A fotografia de Vlado morto no cárcere, supostamente “suicidado” por meio de um inviável enforcamento, tornou-se um ícone da luta política no nosso país e da resistência ao Terrorismo de Estado. Sobretudo ajudou a provar a prática da tortura nos quartéis e a denunciar as mentiras dos militares.
À época, o assassinato de Vlado no DOI-CODI do II Exército comoveu a sociedade paulista e brasileira mas, particularmente, indignou a nossa categoria profissional. Rapidamente foi publicado um manifesto, assinado por 1.004 jornalistas de todo o país, que exigia do Exército explicações a respeito de sua morte. Dois dias depois, o espaço de assembleias do SJSP recebeu o nome de “Auditório Vladimir Herzog”. O ato ecumênico na Catedral da Sé que marcou o sétimo dia de seu assassinato, ato liderado por dom Paulo Evaristo Arns, reverendo Jaime Wright e rabino Henry Sobel, reuniu milhares de pessoas num vigoroso protesto contra a Ditadura Militar.
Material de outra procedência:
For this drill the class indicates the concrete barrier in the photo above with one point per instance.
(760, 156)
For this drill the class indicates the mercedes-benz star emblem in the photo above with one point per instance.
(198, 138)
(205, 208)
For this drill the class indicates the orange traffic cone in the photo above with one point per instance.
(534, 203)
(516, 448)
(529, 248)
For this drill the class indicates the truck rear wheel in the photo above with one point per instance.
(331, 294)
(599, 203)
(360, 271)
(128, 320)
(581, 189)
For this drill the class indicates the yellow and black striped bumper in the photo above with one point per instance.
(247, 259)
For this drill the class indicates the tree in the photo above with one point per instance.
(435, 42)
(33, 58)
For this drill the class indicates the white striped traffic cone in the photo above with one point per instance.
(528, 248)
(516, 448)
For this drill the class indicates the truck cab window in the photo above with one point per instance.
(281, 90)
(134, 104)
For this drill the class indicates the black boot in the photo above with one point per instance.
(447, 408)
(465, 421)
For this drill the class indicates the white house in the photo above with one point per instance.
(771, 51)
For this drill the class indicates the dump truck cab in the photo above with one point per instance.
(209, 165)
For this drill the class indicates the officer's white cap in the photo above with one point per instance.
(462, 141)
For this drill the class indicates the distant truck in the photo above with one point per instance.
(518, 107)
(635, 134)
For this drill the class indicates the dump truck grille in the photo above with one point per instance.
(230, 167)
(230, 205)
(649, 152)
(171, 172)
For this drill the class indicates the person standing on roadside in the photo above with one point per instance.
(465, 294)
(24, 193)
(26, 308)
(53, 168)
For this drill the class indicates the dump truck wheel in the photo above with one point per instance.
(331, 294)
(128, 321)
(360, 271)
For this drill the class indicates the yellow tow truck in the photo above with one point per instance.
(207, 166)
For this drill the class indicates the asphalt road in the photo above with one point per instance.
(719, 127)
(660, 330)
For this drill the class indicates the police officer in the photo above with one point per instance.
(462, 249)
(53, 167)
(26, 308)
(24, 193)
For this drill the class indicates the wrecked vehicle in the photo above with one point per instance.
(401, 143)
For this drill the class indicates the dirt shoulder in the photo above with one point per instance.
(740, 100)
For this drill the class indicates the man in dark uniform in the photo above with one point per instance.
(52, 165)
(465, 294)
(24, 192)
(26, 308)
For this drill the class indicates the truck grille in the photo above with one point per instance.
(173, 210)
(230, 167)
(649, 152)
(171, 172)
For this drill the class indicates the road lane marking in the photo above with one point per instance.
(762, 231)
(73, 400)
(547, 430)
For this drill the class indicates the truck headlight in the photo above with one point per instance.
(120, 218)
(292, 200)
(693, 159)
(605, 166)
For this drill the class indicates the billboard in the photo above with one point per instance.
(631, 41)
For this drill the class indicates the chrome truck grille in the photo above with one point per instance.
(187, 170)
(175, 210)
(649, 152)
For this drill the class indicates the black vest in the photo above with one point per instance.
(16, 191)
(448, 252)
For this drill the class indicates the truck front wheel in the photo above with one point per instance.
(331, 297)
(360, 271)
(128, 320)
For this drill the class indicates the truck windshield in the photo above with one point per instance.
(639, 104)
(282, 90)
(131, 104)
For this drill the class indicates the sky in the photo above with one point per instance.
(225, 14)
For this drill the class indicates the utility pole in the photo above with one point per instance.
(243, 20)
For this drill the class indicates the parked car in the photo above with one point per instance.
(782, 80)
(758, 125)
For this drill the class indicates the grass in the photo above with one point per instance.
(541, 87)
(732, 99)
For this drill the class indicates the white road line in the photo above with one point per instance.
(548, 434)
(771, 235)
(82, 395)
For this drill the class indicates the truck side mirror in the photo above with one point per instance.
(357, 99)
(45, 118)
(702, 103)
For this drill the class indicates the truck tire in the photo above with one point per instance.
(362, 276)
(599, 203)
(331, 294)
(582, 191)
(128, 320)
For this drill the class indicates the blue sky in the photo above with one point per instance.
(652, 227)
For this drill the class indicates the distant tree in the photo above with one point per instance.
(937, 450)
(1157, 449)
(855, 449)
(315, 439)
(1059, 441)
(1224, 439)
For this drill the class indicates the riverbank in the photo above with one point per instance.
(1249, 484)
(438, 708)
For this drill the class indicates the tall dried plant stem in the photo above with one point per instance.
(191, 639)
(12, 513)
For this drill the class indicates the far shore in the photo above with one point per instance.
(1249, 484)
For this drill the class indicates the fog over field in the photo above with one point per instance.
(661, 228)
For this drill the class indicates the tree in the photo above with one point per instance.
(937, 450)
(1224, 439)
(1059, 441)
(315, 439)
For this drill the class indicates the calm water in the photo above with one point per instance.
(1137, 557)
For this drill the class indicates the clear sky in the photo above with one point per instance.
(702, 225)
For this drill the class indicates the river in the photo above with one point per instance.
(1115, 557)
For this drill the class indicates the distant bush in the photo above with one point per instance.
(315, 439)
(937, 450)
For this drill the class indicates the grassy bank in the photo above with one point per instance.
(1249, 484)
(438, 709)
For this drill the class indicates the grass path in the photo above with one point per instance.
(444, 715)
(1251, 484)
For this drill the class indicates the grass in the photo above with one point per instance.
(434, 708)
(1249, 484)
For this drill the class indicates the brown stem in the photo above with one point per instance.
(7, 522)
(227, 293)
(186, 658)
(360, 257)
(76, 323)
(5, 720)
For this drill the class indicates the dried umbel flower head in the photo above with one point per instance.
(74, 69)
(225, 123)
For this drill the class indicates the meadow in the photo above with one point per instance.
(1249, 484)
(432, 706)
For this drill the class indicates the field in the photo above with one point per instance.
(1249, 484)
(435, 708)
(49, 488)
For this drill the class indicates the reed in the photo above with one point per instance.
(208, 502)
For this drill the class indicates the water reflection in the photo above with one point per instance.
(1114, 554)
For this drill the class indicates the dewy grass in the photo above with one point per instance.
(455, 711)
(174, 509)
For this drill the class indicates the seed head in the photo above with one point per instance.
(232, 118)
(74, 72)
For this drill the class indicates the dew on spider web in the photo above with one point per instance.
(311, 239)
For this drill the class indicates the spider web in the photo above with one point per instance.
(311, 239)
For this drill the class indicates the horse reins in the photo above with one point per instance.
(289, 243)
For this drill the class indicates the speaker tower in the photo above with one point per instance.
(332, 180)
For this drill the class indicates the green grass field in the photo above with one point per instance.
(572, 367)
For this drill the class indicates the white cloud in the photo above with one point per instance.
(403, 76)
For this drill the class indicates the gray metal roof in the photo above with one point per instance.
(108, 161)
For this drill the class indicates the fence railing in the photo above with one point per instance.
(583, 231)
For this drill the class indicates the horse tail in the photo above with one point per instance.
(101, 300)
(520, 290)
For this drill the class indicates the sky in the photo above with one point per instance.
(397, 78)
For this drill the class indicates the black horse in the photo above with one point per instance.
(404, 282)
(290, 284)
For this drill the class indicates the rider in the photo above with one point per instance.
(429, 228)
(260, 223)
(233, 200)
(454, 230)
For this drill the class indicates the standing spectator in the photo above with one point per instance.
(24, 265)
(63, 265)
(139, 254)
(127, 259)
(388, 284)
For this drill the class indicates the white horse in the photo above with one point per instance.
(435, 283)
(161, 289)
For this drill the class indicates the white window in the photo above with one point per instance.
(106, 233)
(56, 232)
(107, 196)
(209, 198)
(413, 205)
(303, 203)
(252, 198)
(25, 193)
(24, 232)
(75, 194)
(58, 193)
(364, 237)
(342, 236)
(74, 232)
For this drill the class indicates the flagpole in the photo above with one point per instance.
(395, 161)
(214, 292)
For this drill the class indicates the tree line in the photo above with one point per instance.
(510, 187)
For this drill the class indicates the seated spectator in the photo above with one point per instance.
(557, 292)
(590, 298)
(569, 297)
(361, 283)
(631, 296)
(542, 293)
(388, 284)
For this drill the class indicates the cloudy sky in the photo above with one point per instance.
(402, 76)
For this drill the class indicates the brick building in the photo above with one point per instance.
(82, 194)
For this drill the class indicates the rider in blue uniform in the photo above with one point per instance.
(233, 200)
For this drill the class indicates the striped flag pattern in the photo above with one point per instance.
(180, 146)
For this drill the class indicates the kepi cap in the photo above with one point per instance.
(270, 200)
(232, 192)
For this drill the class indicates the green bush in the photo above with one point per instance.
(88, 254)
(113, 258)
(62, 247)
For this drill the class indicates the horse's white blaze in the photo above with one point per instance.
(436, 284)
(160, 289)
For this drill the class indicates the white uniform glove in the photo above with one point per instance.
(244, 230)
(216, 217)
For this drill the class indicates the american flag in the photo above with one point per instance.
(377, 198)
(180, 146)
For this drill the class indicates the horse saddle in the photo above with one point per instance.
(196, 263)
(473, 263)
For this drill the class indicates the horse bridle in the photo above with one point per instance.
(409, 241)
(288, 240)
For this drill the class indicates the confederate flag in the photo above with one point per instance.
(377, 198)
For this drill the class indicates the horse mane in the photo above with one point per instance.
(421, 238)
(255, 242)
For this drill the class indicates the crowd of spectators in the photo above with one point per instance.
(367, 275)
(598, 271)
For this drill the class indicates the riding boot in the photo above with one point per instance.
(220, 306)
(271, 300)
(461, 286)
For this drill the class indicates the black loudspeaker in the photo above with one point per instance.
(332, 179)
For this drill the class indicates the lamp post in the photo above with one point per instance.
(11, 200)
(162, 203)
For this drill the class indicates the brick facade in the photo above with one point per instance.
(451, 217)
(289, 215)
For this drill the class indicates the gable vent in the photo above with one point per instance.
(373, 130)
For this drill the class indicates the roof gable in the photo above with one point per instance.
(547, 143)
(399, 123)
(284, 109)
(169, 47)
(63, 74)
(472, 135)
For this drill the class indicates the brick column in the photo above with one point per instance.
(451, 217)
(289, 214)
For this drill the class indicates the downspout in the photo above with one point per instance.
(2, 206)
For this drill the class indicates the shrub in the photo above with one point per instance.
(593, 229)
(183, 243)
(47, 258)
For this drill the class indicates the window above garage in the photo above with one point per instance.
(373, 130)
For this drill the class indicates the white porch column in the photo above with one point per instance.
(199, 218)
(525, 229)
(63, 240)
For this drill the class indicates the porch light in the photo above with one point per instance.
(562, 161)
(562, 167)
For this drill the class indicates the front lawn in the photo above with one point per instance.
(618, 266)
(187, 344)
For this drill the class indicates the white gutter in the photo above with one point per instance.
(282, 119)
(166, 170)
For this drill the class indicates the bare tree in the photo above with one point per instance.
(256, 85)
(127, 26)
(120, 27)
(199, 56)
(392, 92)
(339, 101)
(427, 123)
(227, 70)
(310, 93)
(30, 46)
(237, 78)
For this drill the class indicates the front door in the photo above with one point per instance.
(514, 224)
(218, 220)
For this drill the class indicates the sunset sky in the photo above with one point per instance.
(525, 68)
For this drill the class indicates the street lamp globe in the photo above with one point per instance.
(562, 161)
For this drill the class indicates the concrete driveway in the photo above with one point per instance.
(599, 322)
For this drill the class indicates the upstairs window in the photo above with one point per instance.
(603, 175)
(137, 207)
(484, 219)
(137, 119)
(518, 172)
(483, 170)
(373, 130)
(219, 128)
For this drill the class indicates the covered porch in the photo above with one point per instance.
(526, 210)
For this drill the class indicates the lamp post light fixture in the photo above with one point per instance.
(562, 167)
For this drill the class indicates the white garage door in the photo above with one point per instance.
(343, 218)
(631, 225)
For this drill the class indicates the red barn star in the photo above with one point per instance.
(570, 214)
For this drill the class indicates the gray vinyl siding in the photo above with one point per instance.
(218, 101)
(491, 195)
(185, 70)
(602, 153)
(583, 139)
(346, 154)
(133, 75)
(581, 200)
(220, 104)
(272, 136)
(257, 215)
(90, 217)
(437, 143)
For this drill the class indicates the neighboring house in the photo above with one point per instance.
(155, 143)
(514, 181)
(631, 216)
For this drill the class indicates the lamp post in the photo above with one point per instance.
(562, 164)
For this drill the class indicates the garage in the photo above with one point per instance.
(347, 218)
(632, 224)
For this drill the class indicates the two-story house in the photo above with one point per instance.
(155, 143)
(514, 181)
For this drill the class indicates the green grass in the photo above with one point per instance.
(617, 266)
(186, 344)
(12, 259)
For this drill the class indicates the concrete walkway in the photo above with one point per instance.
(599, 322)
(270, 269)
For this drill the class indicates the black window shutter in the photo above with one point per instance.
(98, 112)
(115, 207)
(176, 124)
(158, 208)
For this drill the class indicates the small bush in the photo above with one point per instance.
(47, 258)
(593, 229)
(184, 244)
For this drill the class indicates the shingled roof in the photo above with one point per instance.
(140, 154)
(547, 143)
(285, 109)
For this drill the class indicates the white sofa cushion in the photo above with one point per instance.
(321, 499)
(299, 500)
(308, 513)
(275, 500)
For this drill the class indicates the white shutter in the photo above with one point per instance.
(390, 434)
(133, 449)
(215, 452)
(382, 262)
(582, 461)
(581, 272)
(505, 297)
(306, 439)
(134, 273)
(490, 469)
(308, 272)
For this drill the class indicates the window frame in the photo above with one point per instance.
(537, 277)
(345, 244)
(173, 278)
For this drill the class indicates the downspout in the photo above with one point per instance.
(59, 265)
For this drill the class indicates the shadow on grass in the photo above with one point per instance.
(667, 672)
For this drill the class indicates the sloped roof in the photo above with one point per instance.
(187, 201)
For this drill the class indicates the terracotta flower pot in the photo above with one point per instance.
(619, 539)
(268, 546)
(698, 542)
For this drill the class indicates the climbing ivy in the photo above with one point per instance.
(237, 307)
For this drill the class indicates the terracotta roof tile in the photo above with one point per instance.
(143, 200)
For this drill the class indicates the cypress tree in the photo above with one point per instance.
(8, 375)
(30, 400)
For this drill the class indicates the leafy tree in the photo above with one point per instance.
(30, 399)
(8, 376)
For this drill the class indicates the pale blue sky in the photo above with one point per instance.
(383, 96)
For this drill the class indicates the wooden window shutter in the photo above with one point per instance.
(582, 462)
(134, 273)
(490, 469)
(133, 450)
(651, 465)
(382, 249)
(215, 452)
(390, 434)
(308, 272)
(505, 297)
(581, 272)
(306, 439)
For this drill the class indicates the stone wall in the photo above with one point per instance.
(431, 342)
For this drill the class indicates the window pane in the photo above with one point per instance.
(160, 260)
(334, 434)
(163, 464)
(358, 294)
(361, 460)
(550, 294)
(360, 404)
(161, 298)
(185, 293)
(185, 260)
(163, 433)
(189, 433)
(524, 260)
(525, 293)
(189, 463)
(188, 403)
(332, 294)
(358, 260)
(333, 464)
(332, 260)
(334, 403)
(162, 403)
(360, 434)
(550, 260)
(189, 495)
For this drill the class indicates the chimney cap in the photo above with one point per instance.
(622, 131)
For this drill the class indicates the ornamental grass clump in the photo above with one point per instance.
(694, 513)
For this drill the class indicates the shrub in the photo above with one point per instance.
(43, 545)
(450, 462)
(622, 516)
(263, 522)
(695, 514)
“Quando perdemos a capacidade de nos indignar com as atrocidades praticadas contra os outros perdemos também o direito de nos considerar seres humanos civilizados”, disse um dia Vlado. Ele é um símbolo de liberdade, dignidade, integridade profissional. Ele nomeia o mais importante prêmio do jornalismo brasileiro, o “Prêmio Jornalístico Vladimir Herzog de Anistia e Direitos Humanos”, criado em 1979. O SJSP e a Fenaj não permitirão que seu nome seja vilipendiado por quem defende o retrocesso social e o fascismo.